As we have seen from various feeble bulletins from Messrs. Putin and Trump, science is not impervious to fake news. It is ripe for manipulation and distortion and has proved to be a handy tool in scaremongering across so many platforms.

Right now, few of us can have a real grasp of truth. And truth, as we know, has meaning.

So as all the newsrooms in all the world – to misquote a few lines from a famous old movie – prepare once again for their daily bulletins, let us assume the brace position.

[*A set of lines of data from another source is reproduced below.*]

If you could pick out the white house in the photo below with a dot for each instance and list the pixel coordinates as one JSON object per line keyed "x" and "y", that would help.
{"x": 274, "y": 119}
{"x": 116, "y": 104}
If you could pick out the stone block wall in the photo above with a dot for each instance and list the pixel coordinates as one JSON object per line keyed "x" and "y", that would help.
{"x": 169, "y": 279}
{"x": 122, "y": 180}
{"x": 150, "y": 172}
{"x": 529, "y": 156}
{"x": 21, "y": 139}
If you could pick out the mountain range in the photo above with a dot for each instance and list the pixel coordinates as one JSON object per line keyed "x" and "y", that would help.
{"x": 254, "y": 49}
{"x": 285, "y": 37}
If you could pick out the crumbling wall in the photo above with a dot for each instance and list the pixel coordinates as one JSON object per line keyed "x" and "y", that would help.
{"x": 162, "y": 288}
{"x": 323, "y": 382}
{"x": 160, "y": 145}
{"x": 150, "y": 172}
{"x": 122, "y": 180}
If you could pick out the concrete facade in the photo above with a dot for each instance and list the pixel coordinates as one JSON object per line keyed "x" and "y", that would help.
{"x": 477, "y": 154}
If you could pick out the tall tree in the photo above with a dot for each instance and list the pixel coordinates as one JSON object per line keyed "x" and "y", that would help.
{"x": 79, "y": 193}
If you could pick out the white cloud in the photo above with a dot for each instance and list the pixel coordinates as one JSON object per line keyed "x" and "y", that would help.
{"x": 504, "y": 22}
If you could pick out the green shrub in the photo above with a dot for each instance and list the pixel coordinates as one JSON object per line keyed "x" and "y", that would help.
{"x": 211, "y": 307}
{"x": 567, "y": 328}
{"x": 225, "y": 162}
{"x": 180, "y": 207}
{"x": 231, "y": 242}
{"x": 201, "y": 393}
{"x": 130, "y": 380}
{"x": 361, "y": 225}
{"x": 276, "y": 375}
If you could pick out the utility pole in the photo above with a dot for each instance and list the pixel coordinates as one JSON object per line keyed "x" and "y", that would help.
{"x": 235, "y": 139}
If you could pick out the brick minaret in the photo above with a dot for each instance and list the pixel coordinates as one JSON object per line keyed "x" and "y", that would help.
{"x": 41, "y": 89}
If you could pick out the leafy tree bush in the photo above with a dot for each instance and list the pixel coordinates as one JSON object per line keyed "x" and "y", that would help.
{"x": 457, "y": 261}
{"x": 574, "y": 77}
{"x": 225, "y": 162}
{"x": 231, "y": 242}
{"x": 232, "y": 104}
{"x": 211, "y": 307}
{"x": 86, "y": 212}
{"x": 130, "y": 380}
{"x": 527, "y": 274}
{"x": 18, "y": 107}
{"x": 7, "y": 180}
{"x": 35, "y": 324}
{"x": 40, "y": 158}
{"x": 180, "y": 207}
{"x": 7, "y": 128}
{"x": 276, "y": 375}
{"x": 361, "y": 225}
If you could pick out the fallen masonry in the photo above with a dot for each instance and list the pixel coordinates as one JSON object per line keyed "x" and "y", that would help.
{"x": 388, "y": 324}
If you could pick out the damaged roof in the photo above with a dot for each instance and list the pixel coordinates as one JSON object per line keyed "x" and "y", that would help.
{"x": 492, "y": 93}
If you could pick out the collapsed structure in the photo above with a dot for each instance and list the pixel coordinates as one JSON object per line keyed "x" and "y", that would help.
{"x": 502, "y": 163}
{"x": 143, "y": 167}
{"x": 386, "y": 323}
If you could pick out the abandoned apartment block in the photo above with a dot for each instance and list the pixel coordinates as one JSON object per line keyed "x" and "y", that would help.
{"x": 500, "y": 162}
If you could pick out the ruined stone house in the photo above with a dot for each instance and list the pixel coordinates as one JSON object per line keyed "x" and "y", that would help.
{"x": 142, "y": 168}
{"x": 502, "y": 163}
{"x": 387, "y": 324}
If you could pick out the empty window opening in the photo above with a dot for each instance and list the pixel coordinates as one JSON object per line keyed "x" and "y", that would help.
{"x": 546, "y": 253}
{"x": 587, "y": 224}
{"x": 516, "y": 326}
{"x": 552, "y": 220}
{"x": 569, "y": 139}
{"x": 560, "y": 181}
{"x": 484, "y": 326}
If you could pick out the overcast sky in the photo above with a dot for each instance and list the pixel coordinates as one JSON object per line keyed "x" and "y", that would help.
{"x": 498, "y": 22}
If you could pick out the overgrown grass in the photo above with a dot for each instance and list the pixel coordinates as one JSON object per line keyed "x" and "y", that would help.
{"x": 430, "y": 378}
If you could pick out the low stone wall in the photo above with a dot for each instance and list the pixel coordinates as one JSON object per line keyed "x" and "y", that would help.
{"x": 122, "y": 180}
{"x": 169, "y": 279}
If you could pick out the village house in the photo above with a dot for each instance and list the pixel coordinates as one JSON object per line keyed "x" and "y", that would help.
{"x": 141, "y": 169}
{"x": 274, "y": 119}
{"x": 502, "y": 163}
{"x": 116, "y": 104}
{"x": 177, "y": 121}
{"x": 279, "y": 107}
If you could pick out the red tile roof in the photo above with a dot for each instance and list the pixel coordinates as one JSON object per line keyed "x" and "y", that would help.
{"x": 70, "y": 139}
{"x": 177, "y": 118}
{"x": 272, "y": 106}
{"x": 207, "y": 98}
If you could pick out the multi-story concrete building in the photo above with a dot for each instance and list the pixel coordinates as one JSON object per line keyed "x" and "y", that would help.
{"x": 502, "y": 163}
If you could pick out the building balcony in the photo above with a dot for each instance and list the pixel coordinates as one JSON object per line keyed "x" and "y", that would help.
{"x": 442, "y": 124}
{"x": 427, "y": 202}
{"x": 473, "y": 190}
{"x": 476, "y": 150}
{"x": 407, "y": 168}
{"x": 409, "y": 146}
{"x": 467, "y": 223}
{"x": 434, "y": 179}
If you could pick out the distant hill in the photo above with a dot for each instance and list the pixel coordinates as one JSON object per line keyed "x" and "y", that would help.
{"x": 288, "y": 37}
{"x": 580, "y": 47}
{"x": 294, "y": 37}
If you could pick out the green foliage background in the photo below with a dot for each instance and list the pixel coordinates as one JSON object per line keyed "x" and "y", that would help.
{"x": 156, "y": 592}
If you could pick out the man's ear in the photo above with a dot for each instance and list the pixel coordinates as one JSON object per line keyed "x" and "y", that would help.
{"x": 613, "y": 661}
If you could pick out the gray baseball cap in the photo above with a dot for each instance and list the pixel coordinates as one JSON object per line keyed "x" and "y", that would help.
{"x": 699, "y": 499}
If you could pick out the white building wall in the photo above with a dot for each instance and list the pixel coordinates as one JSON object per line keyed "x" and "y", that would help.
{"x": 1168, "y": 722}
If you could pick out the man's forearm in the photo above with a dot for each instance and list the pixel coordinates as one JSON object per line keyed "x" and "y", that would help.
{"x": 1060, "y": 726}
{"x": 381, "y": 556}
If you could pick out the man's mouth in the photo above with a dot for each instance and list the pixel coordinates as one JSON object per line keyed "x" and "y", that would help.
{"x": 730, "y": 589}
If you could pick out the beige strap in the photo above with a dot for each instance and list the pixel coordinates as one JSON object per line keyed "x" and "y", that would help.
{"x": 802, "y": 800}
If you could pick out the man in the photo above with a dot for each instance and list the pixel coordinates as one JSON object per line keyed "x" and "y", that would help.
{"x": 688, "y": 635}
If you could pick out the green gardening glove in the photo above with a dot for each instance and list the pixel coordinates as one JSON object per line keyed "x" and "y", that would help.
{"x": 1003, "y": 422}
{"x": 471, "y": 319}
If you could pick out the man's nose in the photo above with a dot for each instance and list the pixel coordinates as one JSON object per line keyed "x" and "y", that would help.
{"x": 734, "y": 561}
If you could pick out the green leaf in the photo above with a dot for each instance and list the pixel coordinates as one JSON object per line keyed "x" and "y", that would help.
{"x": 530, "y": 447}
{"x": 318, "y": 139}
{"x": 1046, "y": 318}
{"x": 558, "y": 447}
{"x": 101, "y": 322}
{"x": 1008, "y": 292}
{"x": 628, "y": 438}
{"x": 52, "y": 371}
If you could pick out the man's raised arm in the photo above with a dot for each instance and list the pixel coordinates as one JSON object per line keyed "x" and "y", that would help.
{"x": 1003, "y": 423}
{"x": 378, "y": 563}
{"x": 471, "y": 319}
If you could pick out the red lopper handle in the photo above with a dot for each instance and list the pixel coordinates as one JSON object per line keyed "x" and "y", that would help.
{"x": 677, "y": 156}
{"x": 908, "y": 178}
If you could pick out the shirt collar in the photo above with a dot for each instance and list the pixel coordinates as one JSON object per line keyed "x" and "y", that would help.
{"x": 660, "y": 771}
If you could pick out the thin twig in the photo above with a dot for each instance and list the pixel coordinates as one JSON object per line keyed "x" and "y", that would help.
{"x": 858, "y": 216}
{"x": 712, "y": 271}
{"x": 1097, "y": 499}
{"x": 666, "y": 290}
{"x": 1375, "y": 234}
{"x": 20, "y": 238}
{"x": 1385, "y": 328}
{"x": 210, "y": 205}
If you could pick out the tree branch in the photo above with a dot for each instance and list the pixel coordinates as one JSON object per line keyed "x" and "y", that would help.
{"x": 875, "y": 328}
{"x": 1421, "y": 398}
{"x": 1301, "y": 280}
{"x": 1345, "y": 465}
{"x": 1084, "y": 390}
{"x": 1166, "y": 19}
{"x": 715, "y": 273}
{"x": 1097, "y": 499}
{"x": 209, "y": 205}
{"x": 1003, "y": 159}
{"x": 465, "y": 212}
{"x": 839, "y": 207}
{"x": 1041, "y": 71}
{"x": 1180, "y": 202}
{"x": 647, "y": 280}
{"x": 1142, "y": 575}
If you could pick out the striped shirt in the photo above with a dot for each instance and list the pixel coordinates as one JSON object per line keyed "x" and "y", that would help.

Those innumerable paid-for 24 hour television platforms, you know the ones, the type which infect the everyday lives of 300 million Americans for example, the ones which have to generate millions of dollars in subscriber income to satiate their insatiable media baron owners, then we know we in turn must ready ourselves for a long winter of front line grim ‘news’ reporting.

The trick, if there is a trick, will be to discern the ‘real’ news from the phony.

If indeed there is such a thing as ‘real’ news? Readers with long memories will recall the exigencies of the Nixon era, when the search for truth by genuinely heroic news hounds was brushed under the carpet. We are seeing a re-run of that troubled era 50 years on, when the actuality is too often elbowed out of the equation.

In its place we have the avarice and self-interest which lies at the dark heart of human nature.